Co-infection with Chlamydia trachomatis
Genital infection with C. trachomatis commonly accompanies genital gonococcal infection (up to 20% of men and 40% of women with gonorrhoea). Screening for C. trachomatis should routinely be performed on adults with gonorrhoea or treatment given to eradicate possible co-infection (STD, 1997; FitzGerald & Bedford, 1996; "Sexually transmitted disease treatment," 2002). Combining effective antimicrobial therapy against C. trachomatis with single dose therapy for gonococcal infection is particularly appropriate when there is doubt that a patient will return for follow up evaluation.
Sexual Partners
Partner notification should be pursued in all patients identified with gonococcal infection, preferably by a trained health advisor in genitourinary medicine. Action and outcomes should be documented (FitzGerald et al., 1996). Male patients with symptomatic urethral infection should notify all partners with whom they had sexual contact within the preceding 2 weeks or their last partner if longer ago. Patients with infection at other sites or asymptomatic infection should notify all partners within the preceding 3 months. Sexual partners should be treated for gonorrhoea preferably after evaluation for sexually acquired infection (Grade C recommendation).
Follow-up
Patients should be assessed after treatment (Grade C recommendation):
- To confirm compliance with treatment
- To ensure resolution of symptoms
- To enquire about adverse reactions
- To re-take the sexual history to explore the possibility of re-infection
- To pursue partner notification and health promotion
A microbiological test of cure is not routinely necessary when the infection has been treated with a recommended directly observed therapy, the infection is fully sensitive to the antimicrobial administered, symptoms have resolved, and there is no risk of re-infection (Evidence level III, Grade C recommendation) (Holland et al., 2003; Komolafe, Sugunendran, & Corkill, 2004). If a patient is symptomatic after treatment, has received a suboptimal treatment, a resistant strain is identified, or there is a possibility of re-infection, test of cure with culture is recommended (Grade C recommendation). Pregnancy does not diminish treatment efficacy. All treatments are less effective at eradicating pharyngeal infection (Moran, 1995) and test of cure is recommended following treatment of infection at this site (recommendation C). If a test of cure is performed, culture tests should be performed at least 72 hours after completion of antimicrobial therapy (Jephcott, 1997) and NAATs tests two weeks after therapy (Bachmann et al., 2002). Infection identified after treatment more commonly indicates re-infection rather than treatment failure (Lewis et al., 1999; Komolafe, Sugunendran, & Corkill, 2004).
Definitions:
Levels of Evidence:
Ia
- Evidence obtained from meta-analysis of randomised controlled trials
Ib
- Evidence obtained from at least one randomised controlled trial
IIa
- Evidence obtained from at least one well designed controlled study without randomisation
IIb
- Evidence obtained from at least one other type of well designed quasi-experimental study
III
- Evidence obtained from well designed non-experimental descriptive studies such as comparative studies, correlation studies, and case control studies
IV
- Evidence obtained from expert committee reports or opinions and/or clinical experience of respected authorities
Grading of Recommendations:
A (Evidence Levels Ia, Ib)
- Requires at least one randomised controlled trial as part of the body of literature of overall good quality and consistency addressing the specific recommendation.

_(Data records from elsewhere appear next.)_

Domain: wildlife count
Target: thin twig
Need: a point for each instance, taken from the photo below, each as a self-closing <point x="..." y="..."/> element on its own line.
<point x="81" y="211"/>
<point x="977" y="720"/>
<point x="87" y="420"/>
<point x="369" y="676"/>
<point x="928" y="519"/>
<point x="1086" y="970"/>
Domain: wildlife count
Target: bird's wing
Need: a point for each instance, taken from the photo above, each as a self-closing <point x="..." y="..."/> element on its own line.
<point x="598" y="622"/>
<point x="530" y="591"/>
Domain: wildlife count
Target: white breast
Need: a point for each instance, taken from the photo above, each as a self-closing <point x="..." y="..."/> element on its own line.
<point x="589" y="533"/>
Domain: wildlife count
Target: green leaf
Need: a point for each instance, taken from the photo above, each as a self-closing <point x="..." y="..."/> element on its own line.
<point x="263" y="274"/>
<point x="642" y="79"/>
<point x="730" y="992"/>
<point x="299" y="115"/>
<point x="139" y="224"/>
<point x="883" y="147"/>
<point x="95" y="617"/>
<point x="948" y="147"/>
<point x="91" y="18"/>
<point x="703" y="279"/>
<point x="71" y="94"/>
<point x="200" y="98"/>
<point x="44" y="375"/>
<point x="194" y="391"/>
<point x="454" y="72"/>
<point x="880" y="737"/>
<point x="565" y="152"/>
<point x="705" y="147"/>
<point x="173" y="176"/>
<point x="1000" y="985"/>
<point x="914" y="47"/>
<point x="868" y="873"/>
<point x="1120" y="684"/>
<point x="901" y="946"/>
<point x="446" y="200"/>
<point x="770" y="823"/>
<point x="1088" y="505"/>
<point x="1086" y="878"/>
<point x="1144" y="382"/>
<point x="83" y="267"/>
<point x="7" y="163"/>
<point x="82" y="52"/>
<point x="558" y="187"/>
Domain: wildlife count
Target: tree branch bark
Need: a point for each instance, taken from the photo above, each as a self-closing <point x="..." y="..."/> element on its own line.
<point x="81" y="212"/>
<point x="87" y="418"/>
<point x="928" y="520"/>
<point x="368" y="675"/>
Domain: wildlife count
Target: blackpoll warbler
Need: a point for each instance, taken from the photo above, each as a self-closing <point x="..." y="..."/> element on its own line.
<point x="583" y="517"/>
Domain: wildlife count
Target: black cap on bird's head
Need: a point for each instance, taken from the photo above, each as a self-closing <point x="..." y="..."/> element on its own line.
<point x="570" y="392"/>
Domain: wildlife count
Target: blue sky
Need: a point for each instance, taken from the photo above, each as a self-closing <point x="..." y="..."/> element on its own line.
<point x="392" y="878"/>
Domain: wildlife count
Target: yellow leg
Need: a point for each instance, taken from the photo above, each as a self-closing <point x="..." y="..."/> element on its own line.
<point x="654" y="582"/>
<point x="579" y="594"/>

B (Evidence Levels IIa, IIb, III)
- Requires availability of well conducted clinical studies but no randomised clinical trials on the topic of recommendation.
C (Evidence Level IV)
- Requires evidence from expert committee reports or opinions and/or clinical experience of respected authorities.
- Indicates absence of directly applicable studies of good quality.